A study showing impacts of aerosols on clouds and precpitation associated with a large winter cyclone (Invited Presentation)
To address a very complex and uncertain research problem that affects storms from convective to climate scales, the Thompson et al (2008) bulk microphysics scheme was recently updated to incorporate aerosols explicitly. The scheme explicitly nucleates water and ice from their dominant respective nuclei and fully tracks and predicts the number of available aerosols. Using the Weather Research and Forecasting (WRF) model, the scheme was tested in a very high resolution (4-km spacing) simulation of a three-day winter storm event over the entire contiguous U.S. A control simulation was run with climatological aerosol conditions and then two sensitivity experiments with very clean and very polluted conditions were used to evaluate the magnitude of aerosol-cloud-precipitation interactions.

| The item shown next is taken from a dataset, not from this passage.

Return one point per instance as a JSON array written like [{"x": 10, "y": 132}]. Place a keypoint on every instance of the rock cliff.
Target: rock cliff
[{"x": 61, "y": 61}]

Analysis of these sensitivity experiments clearly shows the expected change to water droplet populations, including both large and small droplets. Less well documented changes to liquid water content and mean size as a function of temperature occur as well, which has interesting implications to frequency and severity of aircraft icing that go beyond the usual findings associated with surface precipitation impacts. Furthermore, we found that aerosols impacted the relative fraction of liquid versus ice phase of the surface precipitation which has implications for the extent and severity of a severe surface ice storm.